Film Review: Ella

Cinematography by Lucas Pomona.

Review by James Cunningham.


At 24-years-old, Lucas Pomona (Lest We Forget What) has already managed to win fourteen ACS Awards for Cinematography, including four Gold Awards. Pomona was born in Singapore to a Samoan Matai Chief and a NZ Army Major. Raised in Auckland and Brisbane, the AFTRS graduate was set to join the military until he stumbled across an old 16mm film camera. He soon opted for another kind of shooting. Thank goodness Pomona did, otherwise we would not have the feature documentary that is Ella in its current visual form.

Pomona’s first feature documentary Ella as DOP, shot with the Australian Ballet, was been selected to premier at the 2016 Melbourne International Film Festival last month. Ella Havelka made history in 2013 by becoming the first Indigenous dancer at the fifty-year-old Australian Ballet.

In this beautiful and engaging film, Pomona’s camera follows Havelka’s inspiring journey from growing up in modest circumstances as the only child of a single mother in rural Australia, to gaining entry to National Ballet School, then spending years with the acclaimed Bangarra Dance Theatre, before accepting the invitation of the Australian Ballet.
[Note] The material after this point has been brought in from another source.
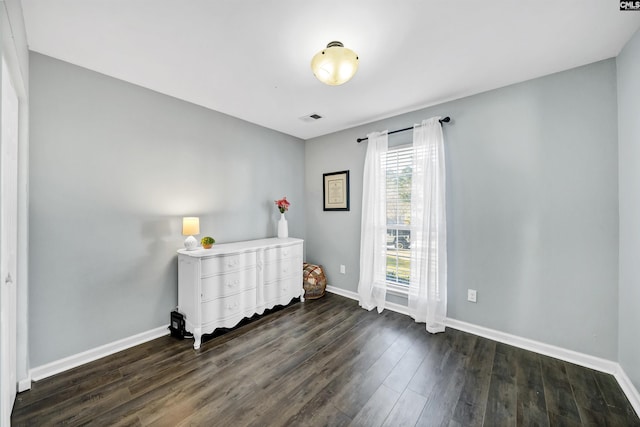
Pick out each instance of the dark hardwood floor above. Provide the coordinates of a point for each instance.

Ella allows Havelka’s dancing to become a collective ticket to a parallel world where the performers’ graceful movements speak on their own. Warm and likeable, Ella welcomes the filmmakers – and, thus, viewers – with open arms. Ella is a rewarding, uplifting and a cultural awakening.

Reviewed at the 2016 Melbourne International Film Festival (MIFF).

James Cunningham is the Editor of Australian Cinematographer Magazine.